Тогда же мы узнали, что зовут эту маленькую женщину Надеждой Николаевной, что она будет у нас завучем, одновременно вести уроки русского языка и литературы в пятом классе, в моем, стало быть, классе. Немного позже мы поймем, что все, что касается до вопросов обучения, будет держаться на ней, и только на ней одной. Ну а что Михаил Федотович? Так же скоро нам стало ясно, что учитель из него (он вел историю), как бы сказать поосторожней, не бог весть какой, может быть, даже никакой не учитель, но по административной линии едва ли сыщется ему равный хоть в районе, хоть во всем крае. В первые же дни занятий мы обнаружили в Панчехине еще одно достоинство, необыкновенно и счастливо дополнившее то, о котором только что сказано. Но о нем – чуть ниже.

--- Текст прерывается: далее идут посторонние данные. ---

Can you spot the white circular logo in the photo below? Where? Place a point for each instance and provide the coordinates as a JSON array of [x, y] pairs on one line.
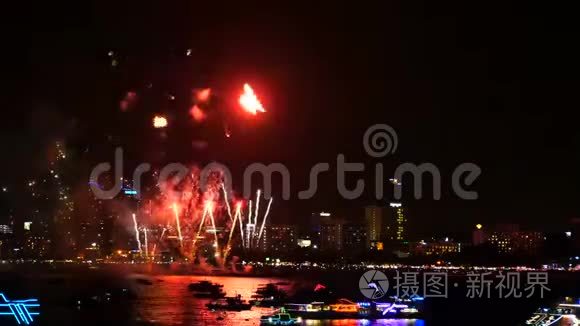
[[373, 284]]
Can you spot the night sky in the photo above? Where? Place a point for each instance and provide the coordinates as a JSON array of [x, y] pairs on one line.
[[493, 85]]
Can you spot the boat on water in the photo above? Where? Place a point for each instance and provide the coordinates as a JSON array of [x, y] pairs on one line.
[[204, 286], [207, 290], [565, 313], [282, 317], [346, 309], [229, 304], [269, 295]]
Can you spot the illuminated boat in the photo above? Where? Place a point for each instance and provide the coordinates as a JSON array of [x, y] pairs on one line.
[[230, 304], [204, 286], [281, 318], [565, 313]]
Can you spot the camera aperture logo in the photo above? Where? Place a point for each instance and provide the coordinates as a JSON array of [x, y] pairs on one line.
[[20, 310], [373, 284]]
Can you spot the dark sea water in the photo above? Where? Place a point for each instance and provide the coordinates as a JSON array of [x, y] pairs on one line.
[[169, 303]]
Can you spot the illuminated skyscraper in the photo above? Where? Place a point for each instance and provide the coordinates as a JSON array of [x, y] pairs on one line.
[[400, 222], [278, 239]]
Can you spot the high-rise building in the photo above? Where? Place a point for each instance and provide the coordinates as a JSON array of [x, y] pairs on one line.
[[354, 238], [523, 242], [436, 248], [331, 236], [374, 224], [277, 238], [399, 228]]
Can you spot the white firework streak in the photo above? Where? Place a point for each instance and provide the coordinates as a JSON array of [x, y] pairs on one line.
[[199, 229], [250, 212], [178, 225], [265, 217], [137, 232], [258, 193], [146, 243], [227, 201], [241, 227], [155, 245]]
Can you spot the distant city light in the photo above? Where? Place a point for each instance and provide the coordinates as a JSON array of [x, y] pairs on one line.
[[130, 192], [159, 122], [303, 243]]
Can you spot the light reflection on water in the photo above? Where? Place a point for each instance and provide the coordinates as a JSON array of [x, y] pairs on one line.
[[168, 302]]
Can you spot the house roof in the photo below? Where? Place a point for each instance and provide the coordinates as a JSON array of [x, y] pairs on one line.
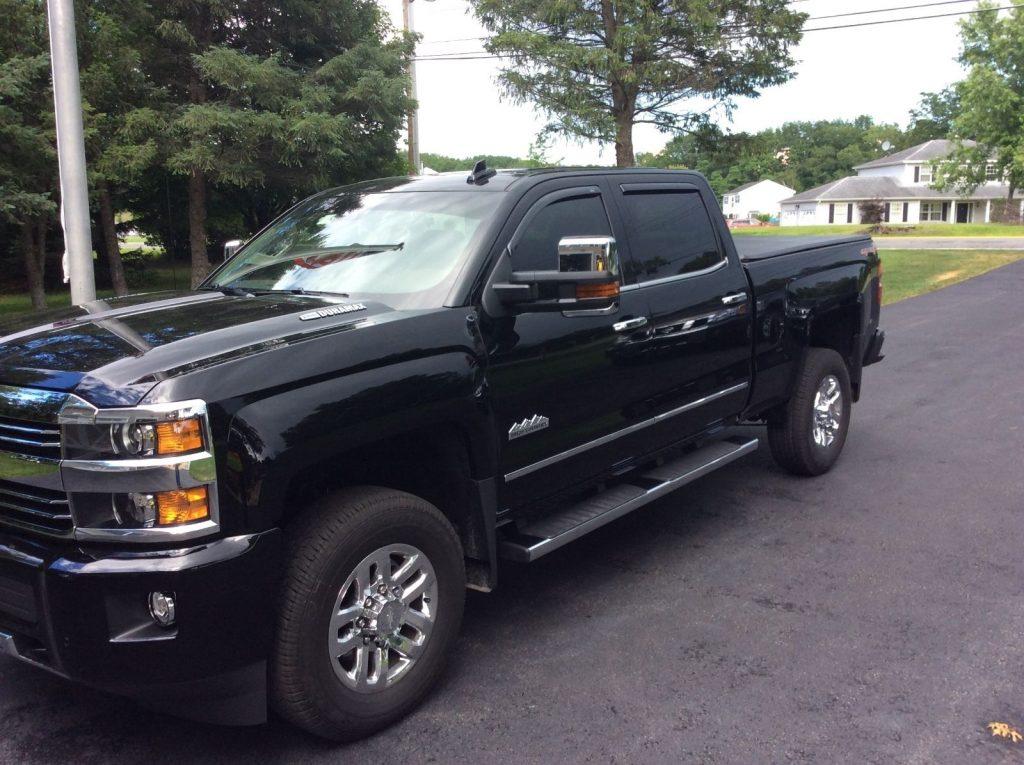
[[753, 183], [884, 187], [937, 149]]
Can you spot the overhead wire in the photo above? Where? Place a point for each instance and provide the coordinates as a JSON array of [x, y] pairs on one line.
[[471, 55]]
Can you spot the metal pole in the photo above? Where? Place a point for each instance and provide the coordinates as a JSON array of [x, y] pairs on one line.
[[71, 150], [414, 117]]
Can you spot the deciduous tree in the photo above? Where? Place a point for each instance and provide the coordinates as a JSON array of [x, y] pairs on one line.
[[598, 68], [991, 103]]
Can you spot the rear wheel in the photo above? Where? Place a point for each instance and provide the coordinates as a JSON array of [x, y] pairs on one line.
[[371, 605], [807, 435]]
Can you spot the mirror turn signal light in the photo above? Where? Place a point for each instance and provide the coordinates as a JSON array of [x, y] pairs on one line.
[[597, 291], [182, 506], [178, 436]]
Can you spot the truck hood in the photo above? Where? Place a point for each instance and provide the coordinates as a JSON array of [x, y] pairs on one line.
[[113, 352]]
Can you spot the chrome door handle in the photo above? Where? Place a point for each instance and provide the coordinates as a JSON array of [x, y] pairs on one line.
[[630, 324]]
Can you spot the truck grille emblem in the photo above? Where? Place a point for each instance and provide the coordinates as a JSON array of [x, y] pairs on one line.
[[527, 426], [334, 310]]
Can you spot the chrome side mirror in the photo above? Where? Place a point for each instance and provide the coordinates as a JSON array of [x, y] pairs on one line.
[[232, 247], [594, 254]]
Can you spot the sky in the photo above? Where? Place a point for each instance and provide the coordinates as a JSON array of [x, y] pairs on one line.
[[878, 71]]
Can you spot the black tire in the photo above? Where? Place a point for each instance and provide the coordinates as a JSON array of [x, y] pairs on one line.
[[325, 546], [791, 430]]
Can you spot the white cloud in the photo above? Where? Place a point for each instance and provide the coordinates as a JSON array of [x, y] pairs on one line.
[[878, 71]]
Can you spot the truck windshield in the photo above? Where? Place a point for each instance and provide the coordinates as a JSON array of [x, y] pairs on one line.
[[403, 249]]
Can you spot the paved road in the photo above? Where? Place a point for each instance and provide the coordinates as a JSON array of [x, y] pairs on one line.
[[950, 243], [873, 614]]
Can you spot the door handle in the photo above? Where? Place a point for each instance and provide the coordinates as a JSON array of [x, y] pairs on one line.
[[630, 324], [736, 297]]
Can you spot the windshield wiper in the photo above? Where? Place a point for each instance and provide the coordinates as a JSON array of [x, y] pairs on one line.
[[227, 290], [299, 291]]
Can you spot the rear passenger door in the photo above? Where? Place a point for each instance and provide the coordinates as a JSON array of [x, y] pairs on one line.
[[698, 347]]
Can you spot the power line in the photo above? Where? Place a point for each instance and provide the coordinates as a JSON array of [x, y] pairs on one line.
[[809, 18], [472, 55], [888, 10]]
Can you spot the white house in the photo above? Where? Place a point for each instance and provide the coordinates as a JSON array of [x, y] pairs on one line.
[[759, 198], [902, 182]]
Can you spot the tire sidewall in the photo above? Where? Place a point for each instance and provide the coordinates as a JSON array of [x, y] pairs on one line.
[[344, 708], [827, 364]]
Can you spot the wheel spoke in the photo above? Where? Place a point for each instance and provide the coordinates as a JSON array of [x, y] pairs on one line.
[[402, 572], [417, 588], [407, 647], [371, 655], [344, 618], [347, 642], [380, 667], [419, 621], [361, 669]]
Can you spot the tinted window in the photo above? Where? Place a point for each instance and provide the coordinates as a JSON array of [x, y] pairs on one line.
[[538, 247], [670, 234]]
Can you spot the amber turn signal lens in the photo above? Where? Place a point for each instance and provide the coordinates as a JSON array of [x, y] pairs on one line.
[[178, 436], [183, 506], [592, 291]]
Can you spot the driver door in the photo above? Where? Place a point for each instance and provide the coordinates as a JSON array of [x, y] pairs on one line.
[[563, 390]]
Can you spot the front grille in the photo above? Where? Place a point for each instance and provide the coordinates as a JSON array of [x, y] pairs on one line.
[[35, 509], [17, 600], [32, 497], [27, 437]]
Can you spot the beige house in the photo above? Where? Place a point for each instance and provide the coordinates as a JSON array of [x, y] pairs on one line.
[[902, 181]]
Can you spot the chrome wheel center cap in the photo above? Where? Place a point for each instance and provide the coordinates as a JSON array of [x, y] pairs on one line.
[[390, 618], [382, 618]]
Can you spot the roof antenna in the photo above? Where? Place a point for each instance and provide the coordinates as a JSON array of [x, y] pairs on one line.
[[480, 173]]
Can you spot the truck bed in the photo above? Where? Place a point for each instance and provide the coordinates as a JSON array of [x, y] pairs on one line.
[[761, 248]]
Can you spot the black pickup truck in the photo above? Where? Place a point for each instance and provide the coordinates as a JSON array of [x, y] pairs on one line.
[[273, 491]]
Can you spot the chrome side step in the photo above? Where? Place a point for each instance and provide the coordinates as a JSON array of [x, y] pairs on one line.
[[553, 532]]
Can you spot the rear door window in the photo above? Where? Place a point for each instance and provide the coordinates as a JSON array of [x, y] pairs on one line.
[[671, 235]]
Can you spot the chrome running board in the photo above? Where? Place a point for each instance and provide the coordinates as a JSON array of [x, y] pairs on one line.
[[552, 532]]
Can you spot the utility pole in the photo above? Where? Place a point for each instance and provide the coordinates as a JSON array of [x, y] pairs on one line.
[[71, 150], [414, 116]]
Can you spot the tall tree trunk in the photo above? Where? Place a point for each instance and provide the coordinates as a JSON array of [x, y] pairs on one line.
[[197, 226], [624, 139], [111, 245], [33, 269]]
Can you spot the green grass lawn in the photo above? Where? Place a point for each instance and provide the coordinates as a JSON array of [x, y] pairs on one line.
[[154, 279], [921, 229], [909, 272]]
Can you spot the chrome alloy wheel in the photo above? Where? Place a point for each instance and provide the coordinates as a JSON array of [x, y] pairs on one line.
[[382, 618], [827, 411]]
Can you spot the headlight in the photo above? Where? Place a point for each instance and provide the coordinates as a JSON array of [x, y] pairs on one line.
[[142, 433], [139, 474]]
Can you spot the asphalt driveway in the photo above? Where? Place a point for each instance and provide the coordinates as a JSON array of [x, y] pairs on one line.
[[949, 243], [872, 614]]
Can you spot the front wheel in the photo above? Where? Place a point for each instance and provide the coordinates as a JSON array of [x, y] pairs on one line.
[[371, 605], [807, 435]]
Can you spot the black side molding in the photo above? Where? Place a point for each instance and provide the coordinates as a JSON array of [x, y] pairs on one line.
[[873, 352]]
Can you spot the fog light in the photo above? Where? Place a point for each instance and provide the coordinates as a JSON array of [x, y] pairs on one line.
[[162, 608]]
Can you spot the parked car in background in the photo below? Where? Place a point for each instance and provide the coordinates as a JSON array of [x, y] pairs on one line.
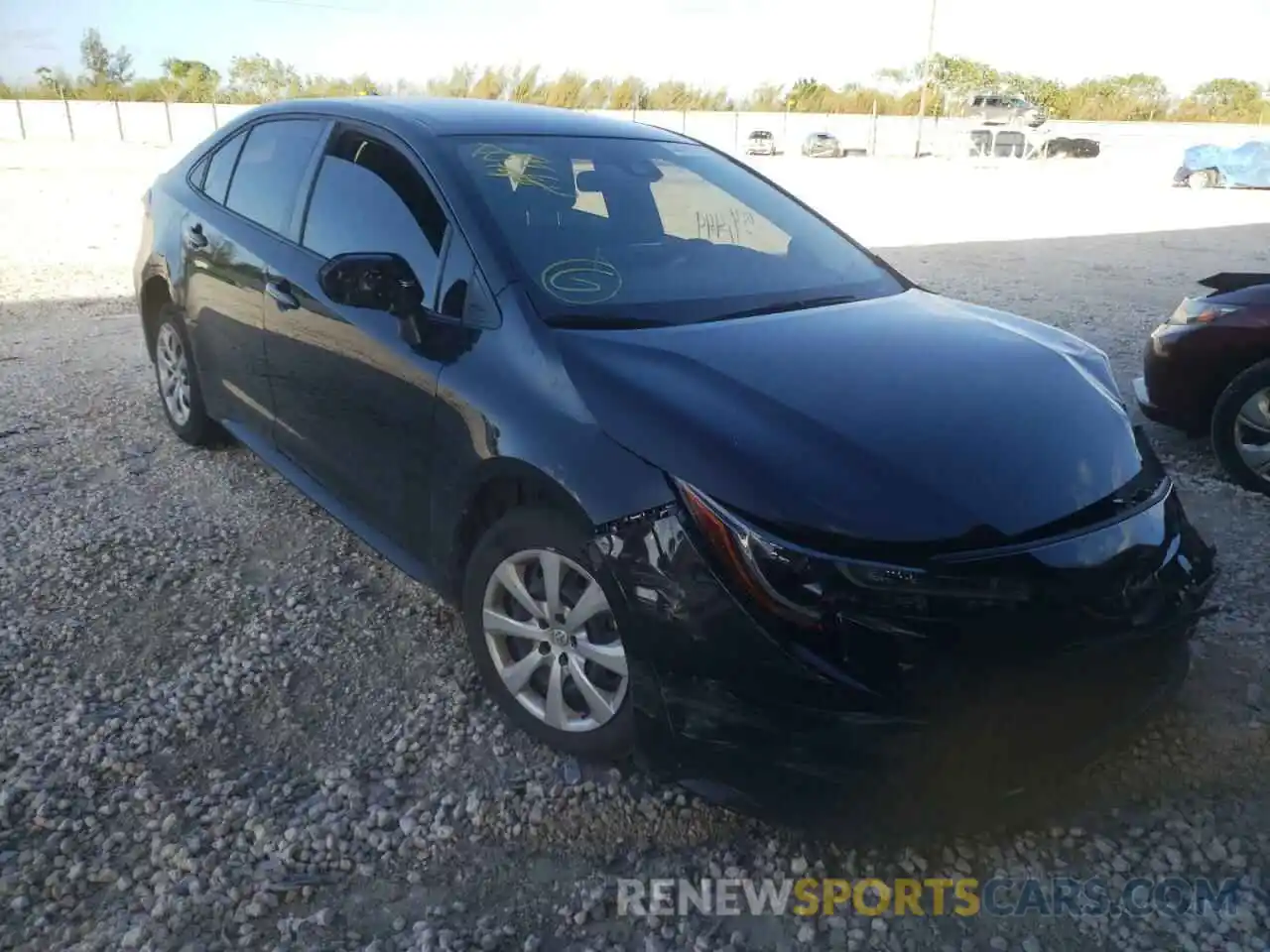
[[1206, 371], [998, 109], [761, 143], [1218, 167], [822, 145], [578, 429]]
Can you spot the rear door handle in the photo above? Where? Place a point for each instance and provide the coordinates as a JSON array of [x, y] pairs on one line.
[[197, 239], [281, 293]]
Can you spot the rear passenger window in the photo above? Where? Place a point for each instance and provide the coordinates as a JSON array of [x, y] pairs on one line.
[[220, 169], [268, 173], [370, 198]]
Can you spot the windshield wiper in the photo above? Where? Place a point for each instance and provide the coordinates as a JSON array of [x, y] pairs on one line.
[[589, 321], [785, 306]]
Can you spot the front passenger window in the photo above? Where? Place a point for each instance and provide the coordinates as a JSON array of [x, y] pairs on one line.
[[370, 198]]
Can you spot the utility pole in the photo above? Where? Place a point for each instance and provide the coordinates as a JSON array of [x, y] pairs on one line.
[[926, 79]]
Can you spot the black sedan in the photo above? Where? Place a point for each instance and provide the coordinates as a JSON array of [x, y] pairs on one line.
[[706, 480], [1206, 371]]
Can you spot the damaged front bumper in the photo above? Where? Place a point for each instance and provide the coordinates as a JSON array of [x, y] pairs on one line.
[[740, 708]]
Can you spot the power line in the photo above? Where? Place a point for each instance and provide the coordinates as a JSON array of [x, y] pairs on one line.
[[314, 5]]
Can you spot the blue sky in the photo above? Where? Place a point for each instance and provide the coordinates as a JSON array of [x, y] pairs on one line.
[[733, 44]]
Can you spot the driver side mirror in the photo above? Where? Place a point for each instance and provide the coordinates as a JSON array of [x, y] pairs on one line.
[[377, 282]]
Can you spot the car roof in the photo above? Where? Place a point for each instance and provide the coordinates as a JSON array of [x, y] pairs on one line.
[[465, 117]]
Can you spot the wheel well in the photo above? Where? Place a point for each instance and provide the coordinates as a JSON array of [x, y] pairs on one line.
[[1228, 376], [154, 296], [492, 502]]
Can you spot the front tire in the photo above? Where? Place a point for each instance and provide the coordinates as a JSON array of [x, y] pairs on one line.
[[1241, 428], [545, 639], [177, 379]]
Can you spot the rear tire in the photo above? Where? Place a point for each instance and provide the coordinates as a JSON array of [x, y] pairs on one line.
[[1246, 402], [177, 379], [562, 682]]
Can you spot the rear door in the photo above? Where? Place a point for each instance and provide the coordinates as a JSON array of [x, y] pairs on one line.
[[248, 197], [354, 388]]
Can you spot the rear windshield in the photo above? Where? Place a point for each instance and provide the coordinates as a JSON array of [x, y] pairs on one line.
[[665, 232]]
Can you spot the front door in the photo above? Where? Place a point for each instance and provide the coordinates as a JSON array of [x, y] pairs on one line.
[[353, 389]]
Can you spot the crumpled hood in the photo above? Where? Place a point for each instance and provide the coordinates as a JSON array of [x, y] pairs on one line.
[[911, 417]]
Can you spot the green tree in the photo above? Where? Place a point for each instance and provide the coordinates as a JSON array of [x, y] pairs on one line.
[[104, 72], [257, 79]]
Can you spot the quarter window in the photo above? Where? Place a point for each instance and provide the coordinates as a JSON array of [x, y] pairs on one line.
[[270, 171], [370, 198], [221, 168]]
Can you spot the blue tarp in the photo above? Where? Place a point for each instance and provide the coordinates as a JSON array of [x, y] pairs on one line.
[[1246, 167]]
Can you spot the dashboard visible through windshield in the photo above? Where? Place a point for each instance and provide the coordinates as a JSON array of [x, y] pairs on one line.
[[636, 231]]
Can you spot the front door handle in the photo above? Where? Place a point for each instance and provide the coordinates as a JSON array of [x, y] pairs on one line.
[[281, 293], [197, 239]]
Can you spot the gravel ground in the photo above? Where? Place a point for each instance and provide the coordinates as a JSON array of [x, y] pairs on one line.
[[229, 725]]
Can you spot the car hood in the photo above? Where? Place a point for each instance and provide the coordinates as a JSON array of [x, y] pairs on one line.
[[906, 419]]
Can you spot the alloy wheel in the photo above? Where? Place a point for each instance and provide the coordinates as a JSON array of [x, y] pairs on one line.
[[1252, 433], [173, 367], [554, 640]]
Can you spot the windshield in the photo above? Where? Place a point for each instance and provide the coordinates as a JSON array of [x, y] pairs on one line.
[[656, 232]]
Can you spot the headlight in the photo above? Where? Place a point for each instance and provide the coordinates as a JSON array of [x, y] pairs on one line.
[[803, 587], [1199, 309]]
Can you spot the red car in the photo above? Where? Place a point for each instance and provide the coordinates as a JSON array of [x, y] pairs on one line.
[[1206, 370]]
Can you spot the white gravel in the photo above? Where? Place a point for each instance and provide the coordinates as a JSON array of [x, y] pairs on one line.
[[225, 724]]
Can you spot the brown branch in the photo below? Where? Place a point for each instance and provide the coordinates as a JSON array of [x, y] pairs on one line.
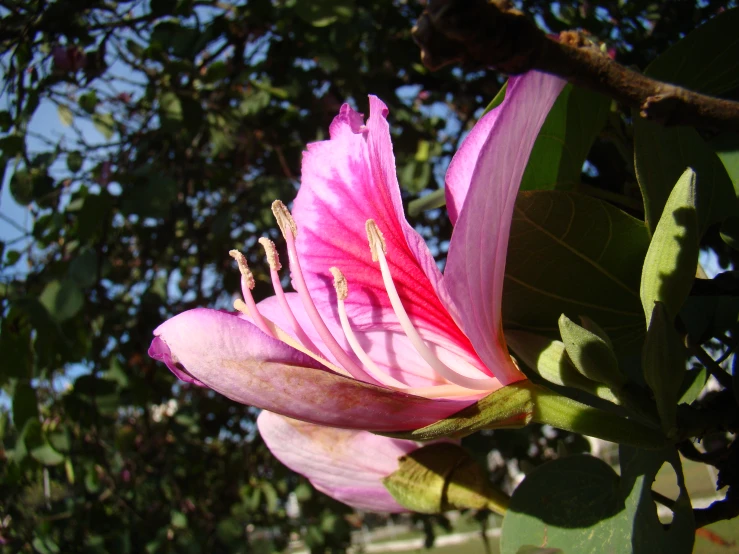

Фамилия Надежды Николаевны была Чижинькова, и это меня удивило: жена Панчехина, она и сама дожна быть Панчехиной, так вроде бы полагалось. На мой вопрос, почему учительница не взяла фамилию мужа, отец мой ответил как-то неуверенно:
– Кто же ее знает, сынок. По закону человек имеет право взять себе любую фамилию.
Такое не укладывалось в моей голове. Видя, что я мало удовлетворен папанькиным ответом, на помощь ко мне поспешил заглянувший к нам по какому-то делу Федот Михайлович Ефремов, доморощенный наш философ. Сооружая козью ножку, слюнявя языком краешки газетной бумаги, чтобы залепить «золотую жилку», он выложил без малейших колебаний:
– Эх, Михайла, она с умыслом. Хитрая, видать, баба, предусмотрительная. Бросит она энтова Чехина… иль как там его?.. Вот увидите, убегет, и как была при родительским фамилием, так при нем и останется. Ить она, сердешная, при этаким верзиле сущий ребенок, дитя малое. Мыслимо ли, чтоб он… она то есть… – вспомнив, что он говорит все это мальчишке, Федот не довел своей мысли до конца, оборвал речь у опасного порога – вернулся поскорее к тому, с чего начал: – Чохин – у, черт, никак не вспомню, как его там!., не ноне, так завтра окажется вдовцом при живой жене – это как пить дать! Начхать ей на него!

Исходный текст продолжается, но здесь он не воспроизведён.